У Петра захолодело в животе от крайне неприятной догадки.
– Слушай, вот только не надо мне этой индийской лабуды про обретенных детей и несметные богатства в наследство… В 99-м я уехал из Турции. Мальчишке лет десять. А прошло четырнадцать.
– Ему тринадцать, – уточнил Аббас, откровенно забавляясь реакцией Петра. Но вдруг посерьезнел: – Я признал его сыном ради Дилар. Ты же исчез. Хотя мне тогда очень хотелось поговорить с тобой по-мужски. Вину за арест нашего общего друга Мардини я до сих пор с тебя не снял.
– Сам посуди, мне какой резон? Я связал его с людьми, которые обеспечили вас оружием и амуницией. И потом сдал митовцам?!
– Отчего же, вполне логично. Именно потому организовал встречу Мардини с русскими, чтобы иметь веские доказательства его вины.
– Ты прекрасно знаешь, что это не так, иначе я сюда не сунулся бы. – Петр замялся, но все же спросил: – Насчет Мансура ты серьезно?
Аббас кивнул.
– Но ты же был с Дилар…
– Нет, Поляк. Этот номер у тебя не пройдет, – он погрозил пальцем. – Если выберешься отсюда, анализ ДНК сделаешь, раз не веришь.
– «Если выберешься»? – Петр решил оставить тему отцовства в покое, подвернулась тема более насущная. – Непросто это сделать?
– Угу. Очень даже. Дороги контролируются что в сторону Дамаска, что в сторону Турции. Пытаются сбежать некоторые, кому неохота в качестве шахидов последнюю роль сыграть. Их по дороге отлавливают и казнят публично – отбивает охоту у других, знаешь ли. Не лучше попасть и в лапки боевиков оппозиции. Они игиловцев боятся и, когда у них оказывается пусть и бывший игиловец, отыгрываются по полной. То же самое с правительственными войсками. Вот теперь и подумай, как выбираться. Крыльев случайно у тебя нет?
Петр повел плечами – лопатки после ночного допроса еще болели.
– Я распорядился, – Аббас достал сигарету из верхнего ящика стола и закурил, – поставить в твой пикап станковый пулемет.
– Может, лучше зушку, учитывая все вышеизложенное?
– Обойдешься!

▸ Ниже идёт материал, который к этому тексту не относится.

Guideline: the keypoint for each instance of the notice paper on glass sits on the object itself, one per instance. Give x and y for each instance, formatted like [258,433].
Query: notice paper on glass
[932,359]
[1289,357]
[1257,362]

Надеюсь, у нас не будет проблем с твоим вероисповеданием?
– Не волнуйся, с этим у меня все в порядке. – Горюнов подошел к окну, закрытому ставнями-жалюзи, изъеденными термитами, окрашенными желтой краской, уже облезшей.
Петр заглянул в щель между планками жалюзи. Пыльная улица с разбитым асфальтом, выбоины в стене дома напротив. От окна тянуло жаром.
«Многострадальный город, – подумал он. – Его сперва разрушили персы, затем захватили арабские мусульманские племена. Еще через два века из-за войн город пришел в упадок, хотя до этого довольно долго был столицей большой империи Аббасидов. В тринадцатом веке – нашествие монголов, которое опустошило Ракку. Река Евфрат, удобные для сельского хозяйства земли… Но только в середине девятнадцатого века город обрел новую жизнь на том же месте. Тут успешно выращивали хлопок. Жили, молились, город процветал… До сегодняшнего времени, когда пришел сброд со всего мира, выдающий себя за истинных мусульман, усердствующих на пути ислама. Только из всего усердия, которое вкладывалось в понятие «джихад», они выбрали не усердие в учебе или работе, а свели все к газавату – борьбе не только с врагами ислама, а со всеми, кто хоть чем-то не похож на них самих. Джихад меча превратился в откровенную бойню, где меч справедливости и веры подменили на топор безжалостного садиста и палача ловкие престидижитаторы – демагоги и псевдолидеры».